Professor Haenssle said: "I have been involved in research projects that aim at improving the early detection of melanoma in its curable stages for almost 20 years. My group and I are focusing on non-invasive technologies that may help physicians not to miss melanomas, for instance, while performing skin cancer screenings. When I came across recent reports on deep-learning algorithms that outperform human experts in specific tasks, I immediately knew that we had to explore these artificial intelligence algorithms for diagnosing melanoma."

The researchers do not envisage that the CNN would take over from dermatologists in diagnosing skin cancers, but that it could be used as an additional aid.

"This CNN may serve physicians involved in skin cancer screening as an aid in their decision whether to biopsy a lesion or not. Most dermatologists already use digital dermoscopy systems to image and store lesions for documentation and follow-up. The CNN can then easily and rapidly evaluate the stored image for an 'expert opinion' on the probability of melanoma. We are currently planning prospective studies to assess the real-life impact of the CNN for physicians and patients."

The study has some limitations, which include the fact that the dermatologists were in an artificial setting where they knew they were not making "life or death" decisions; the test sets did not include the full range of skin lesions; there were fewer validated images from non-Caucasian skin types and genetic backgrounds; and the fact that doctors may not always follow the recommendation of a CNN they don't trust.

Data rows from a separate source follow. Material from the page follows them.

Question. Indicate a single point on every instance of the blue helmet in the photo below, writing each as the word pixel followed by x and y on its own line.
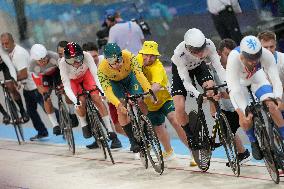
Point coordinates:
pixel 251 48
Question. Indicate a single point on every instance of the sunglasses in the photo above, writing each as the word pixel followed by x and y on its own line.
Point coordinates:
pixel 114 60
pixel 195 50
pixel 71 61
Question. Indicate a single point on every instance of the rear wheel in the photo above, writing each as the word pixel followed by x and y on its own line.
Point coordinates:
pixel 228 141
pixel 97 125
pixel 152 145
pixel 268 156
pixel 201 149
pixel 279 147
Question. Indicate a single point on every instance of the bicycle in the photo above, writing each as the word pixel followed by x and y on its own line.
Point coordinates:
pixel 144 133
pixel 13 112
pixel 205 144
pixel 64 118
pixel 271 152
pixel 96 122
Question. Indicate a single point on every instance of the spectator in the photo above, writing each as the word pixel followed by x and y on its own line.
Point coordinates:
pixel 20 59
pixel 224 18
pixel 109 21
pixel 126 34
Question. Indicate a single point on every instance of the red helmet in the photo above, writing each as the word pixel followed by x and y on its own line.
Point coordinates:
pixel 72 50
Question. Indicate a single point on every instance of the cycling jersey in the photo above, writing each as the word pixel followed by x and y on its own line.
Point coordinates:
pixel 237 76
pixel 47 69
pixel 7 61
pixel 185 61
pixel 68 72
pixel 107 74
pixel 156 73
pixel 279 58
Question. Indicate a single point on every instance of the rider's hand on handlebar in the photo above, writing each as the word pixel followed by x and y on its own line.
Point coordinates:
pixel 280 104
pixel 246 121
pixel 78 105
pixel 121 108
pixel 217 97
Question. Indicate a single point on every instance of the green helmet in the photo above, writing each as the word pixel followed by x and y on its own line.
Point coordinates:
pixel 112 50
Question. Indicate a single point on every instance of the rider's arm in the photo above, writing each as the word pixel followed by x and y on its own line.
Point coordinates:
pixel 137 69
pixel 93 68
pixel 273 74
pixel 106 85
pixel 237 96
pixel 66 81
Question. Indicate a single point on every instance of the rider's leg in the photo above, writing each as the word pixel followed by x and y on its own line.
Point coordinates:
pixel 180 132
pixel 81 113
pixel 50 110
pixel 114 117
pixel 71 110
pixel 276 116
pixel 18 99
pixel 263 90
pixel 157 119
pixel 6 117
pixel 103 111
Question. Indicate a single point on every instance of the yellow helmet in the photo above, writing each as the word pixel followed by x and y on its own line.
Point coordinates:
pixel 150 47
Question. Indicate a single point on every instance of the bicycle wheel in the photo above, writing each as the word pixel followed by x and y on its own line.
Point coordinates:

In an accompanying editorial Dr. Victoria Mar (Monash University, Melbourne, Australia) and Professor H. Peter Soyer (The University of Queensland, Brisbane, Australia) write: "Currently, diagnostic accuracy for melanoma is dependent on the experience and training of the treating doctor. ..... Haenssle et al...have shown that a computer algorithm using convolutional neural networks outperformed the majority of 58 dermatologists tested .....This shows that artificial intelligence (AI) promises a more standardised level of diagnostic accuracy, such that all people, regardless of where they live or which doctor they see, will be able to access reliable diagnostic assessment."

They highlight a number of issues that would need to be addressed before AI could become standard in clinics, including the difficulty of imaging some melanomas on sites such as the fingers, toes and scalp, and how to train AI sufficiently to recognise atypical melanomas and ones that patients are unaware of.

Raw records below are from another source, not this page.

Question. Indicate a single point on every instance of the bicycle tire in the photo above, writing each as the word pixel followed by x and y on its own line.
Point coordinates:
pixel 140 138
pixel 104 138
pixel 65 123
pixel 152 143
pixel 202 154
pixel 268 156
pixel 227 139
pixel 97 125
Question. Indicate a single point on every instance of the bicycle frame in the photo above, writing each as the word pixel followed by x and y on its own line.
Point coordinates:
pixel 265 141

They conclude: "Currently, there is no substitute for a thorough clinical examination. However, 2-D and 3-D total body photography is able to capture about 90 to 95% of the skin surface and given exponential development of imaging technology we envisage that sooner than later, automated diagnosis will change the diagnostic paradigm in dermatology. Still, there is much more work to be done to implement this exciting technology safely into routine clinical care."